Spruyt was the son of Jacobus Spuyt (1796–1839), a Dutch medical doctor, and Antje Landskroon. Both the Spruyt and Landskroon families stood in a tradition of medical practice, and three of the four brothers Spruyt had were doctors in the Netherlands. Spruyt himself trained as a lawyer at Leiden University, but probably did not finish his studies. He went on to work as a schoolteacher in the village of Oosterwolde in the north of the Netherlands. It was here that professor U.G. Lauts recruited him for South Africa in 1851. Lauts was one of a group of Dutchmen, interested in the development of good education in the new Boer settlements in South Africa. As such, Spruyt was one of the many Dutch immigrants that settled in the new Boer republics around the middle of the nineteenth century.
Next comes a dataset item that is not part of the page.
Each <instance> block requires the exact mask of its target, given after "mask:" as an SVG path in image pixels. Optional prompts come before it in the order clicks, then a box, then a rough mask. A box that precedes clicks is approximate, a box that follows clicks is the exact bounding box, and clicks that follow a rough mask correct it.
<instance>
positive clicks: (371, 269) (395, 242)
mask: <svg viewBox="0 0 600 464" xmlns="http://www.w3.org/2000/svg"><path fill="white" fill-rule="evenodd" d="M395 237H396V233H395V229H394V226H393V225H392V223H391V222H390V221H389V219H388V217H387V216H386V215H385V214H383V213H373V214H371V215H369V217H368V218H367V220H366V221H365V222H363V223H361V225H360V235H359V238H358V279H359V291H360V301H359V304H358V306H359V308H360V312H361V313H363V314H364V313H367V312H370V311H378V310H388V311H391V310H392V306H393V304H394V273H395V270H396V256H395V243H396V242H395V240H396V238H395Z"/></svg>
Arriving in Delagoa Bay on a ship with J.A. Smellekamp as supercarga – he later became a well-known figure in South Africa – and his two travel companions and fellow migrants, Hendrik van der Linden and W.P.J. Poen, he travelled across the Lebombo Mountains in an ox-cart into the Transvaal. In March 1852 Spruyt was appointed schoolteacher in the town of Rustenburg. Because of disputes among the Dutchmen in the Transvaal, more specifically between Rev. Dirk van der Hoff and J.A. Smellekamp, who had now also settled there, Spruyt moved to the Orange Free State, where he established himself in Bloemfontein.